PhD on Robust decomposition of High-Density Surface EMG Signals

Updated: 7 months ago
Deadline: 21 Nov 2021


Biomedical Diagnostic (BM/d) Lab

at the Eindhoven University of Technology (TU/e) is seeking an outstanding PhD candidate to work in the field of electrophysiological signal processing, within a collaboration with the

Neuro-Mechanical Modeling & Engineering Lab

at the University of Twente.

Project description

High-density surface electromyography (HD-sEMG) is a technique to study the muscular electrical activity by using 2-dimensional grids with a multitude of closely spaced electrodes. In recent years, it has been used in various disciplines like clinical neurophysiology, kinesiology, sport science, neurorehabilitation, and wearable robotics (prostheses and exoskeletons).

HD-sEMG can be applied at different levels. At cellular-level, HD-sEMG has been used to unravel the interplay between the nervous system and the musculoskeletal system by identifying the single motor unit activity, i.e. muscles' basic contractile unit. Information about single motor unit activity open up new avenues for man-machine interfacing (i.e. intuitive control of bionic limbs) as well as for the advanced diagnosis of neuro-motor function in healthy and impaired individuals. Various techniques to decompose HD-sEMG into motor unit discharge patterns have been developed in the last decades. Their applications are currently however limited to lab-based measurements, where high-quality signals acquired during low-level isometric contraction are processed.

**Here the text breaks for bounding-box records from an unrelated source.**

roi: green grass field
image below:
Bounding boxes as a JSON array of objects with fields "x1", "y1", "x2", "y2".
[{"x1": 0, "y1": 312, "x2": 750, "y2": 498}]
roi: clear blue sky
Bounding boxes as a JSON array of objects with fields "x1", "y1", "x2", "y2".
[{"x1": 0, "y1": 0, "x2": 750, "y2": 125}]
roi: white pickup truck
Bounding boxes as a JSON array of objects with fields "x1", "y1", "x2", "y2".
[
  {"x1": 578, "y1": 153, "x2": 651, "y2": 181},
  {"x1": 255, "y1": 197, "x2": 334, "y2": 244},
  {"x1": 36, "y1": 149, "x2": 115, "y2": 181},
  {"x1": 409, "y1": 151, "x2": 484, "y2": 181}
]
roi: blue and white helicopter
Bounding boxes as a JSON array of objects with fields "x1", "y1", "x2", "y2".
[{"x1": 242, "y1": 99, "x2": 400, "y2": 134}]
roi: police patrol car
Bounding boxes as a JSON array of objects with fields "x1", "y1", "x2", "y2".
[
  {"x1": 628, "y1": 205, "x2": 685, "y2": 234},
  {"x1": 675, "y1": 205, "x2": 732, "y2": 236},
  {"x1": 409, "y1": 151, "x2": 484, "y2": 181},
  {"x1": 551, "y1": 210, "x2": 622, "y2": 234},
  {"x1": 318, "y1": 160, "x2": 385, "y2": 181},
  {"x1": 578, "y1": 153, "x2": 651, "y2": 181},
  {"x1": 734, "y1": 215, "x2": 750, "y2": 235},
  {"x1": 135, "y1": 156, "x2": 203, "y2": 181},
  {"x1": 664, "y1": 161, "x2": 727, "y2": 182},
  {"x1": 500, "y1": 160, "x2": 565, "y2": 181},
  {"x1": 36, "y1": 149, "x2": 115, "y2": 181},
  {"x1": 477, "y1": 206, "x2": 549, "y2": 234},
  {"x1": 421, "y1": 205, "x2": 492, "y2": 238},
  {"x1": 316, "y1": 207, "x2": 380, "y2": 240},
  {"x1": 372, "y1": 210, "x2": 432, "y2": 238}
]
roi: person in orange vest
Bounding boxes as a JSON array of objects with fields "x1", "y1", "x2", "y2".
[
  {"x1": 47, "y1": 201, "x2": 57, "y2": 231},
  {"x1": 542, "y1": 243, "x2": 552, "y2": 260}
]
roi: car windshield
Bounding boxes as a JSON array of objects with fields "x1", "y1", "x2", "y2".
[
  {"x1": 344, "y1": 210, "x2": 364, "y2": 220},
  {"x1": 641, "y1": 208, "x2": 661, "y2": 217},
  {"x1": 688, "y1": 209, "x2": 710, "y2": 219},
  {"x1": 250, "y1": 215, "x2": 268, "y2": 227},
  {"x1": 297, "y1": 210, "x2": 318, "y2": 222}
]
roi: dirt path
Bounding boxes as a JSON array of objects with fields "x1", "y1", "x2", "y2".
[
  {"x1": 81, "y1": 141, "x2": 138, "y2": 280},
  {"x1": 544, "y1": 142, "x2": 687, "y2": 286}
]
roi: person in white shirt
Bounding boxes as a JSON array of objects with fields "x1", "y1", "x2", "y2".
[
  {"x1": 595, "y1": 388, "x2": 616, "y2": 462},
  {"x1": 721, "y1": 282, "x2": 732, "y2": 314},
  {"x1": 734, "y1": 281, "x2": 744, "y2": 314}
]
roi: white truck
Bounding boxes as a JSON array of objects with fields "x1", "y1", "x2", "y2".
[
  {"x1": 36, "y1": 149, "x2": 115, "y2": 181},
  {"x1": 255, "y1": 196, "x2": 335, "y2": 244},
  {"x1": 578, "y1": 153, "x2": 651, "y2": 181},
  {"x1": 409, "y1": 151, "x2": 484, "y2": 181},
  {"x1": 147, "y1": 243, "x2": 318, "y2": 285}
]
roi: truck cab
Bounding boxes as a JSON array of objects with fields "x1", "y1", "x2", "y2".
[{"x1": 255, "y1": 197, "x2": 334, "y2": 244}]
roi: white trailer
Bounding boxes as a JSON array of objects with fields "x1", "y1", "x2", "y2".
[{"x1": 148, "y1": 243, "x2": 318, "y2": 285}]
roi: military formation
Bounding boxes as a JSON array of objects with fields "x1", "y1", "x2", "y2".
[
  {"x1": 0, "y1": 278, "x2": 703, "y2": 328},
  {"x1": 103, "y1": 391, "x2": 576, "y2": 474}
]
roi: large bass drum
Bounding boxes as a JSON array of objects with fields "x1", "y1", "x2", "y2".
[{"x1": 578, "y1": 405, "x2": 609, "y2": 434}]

Recent applications of HD-sEMG at motor system level have also been proposed. A crucial step for out-of-the-lab applications is to use HD-sEMG to cluster electromyographic activity into muscle groups. The automatic identifications of muscle groups based on HD-sEMG recordings is based on dynamic maps that provide information on the spatial distribution of electrical potentials and their activation sequence in relation to different movements. Possible applications relate to prosthetic or exoskeleton control. However, the robustness and flexibility of current signal processing techniques to different conditions is still insufficient, hampering the uptake of this technology in real-life scenarios.

Novel signal processing strategies for accurate and real-time decomposition of HD-sEMG acquired in the challenging ecological scenario (i.e., high-level dynamic contraction with poor signal quality) are needed to extend the potential applications to clinical practice.

During your PhD, you will work on the conceptualization and development of decomposition strategies for HD-sEMG. To this end, a probabilistic framework and 'informed' blind source separation algorithms will be developed that account for the full measurement chain, including the characterization of signal and interference sources, noise statistics, and major artifacts. This will be reinforced by active involvement in HD-sEMG recording, both in healthy and pathological individuals. Together with a team of engineers and clinicians, you will aid the clinical translation of the developed solutions.

Your task will be:

  • Investigate the current state-of-the-art algorithms to decompose the EMG in primitive signals at both single motor unit level and motor system level.
  • Develop a novel signal processing strategy able to extract information from HD-sEMG in real-time, dealing with dynamic tasks, artifacts and low-quality signals typical of real-life acquisition.
  • Record HD-sEMG from human leg muscles in healthy and pathological conditions (e.g. stroke, spinal cord injury patients), in collaboration with the University of Twente.
  • Validate the algorithm proposed and compare its effectiveness with state-of-the-art algorithms under different working conditions (e.g., high-level contraction, dynamic muscular condition).

Academic and Research Environment:

Eindhoven University of Technology (TU/e) is one of Europe's top technological universities, situated in the heart of one of Europe's largest high-tech innovation ecosystems. Research at TU/e is characterized by a combination of academic excellence and a strong real-world impact. This impact is pursued via close collaboration with high-tech industries and clinical partners.

Research related to this position will be carried out at the Biomedical Diagnostics (BM/d) lab of the Signal Processing Systems (SPS) group, which is part of the Electrical Engineering department. The BM/d lab, chaired by Prof. Mischi, has a strong track record in electrophysiological signal processing, physiological modelling and quantitative analysis of biosignals, ranging from ultrasound and MRI to electrophysiology. For more information, see .

The candidate will have the opportunity to work with various members of the SPS group and will be tightly collaborating with the Neuro-Mechanical Modeling & Engineering Lab at the University of Twente.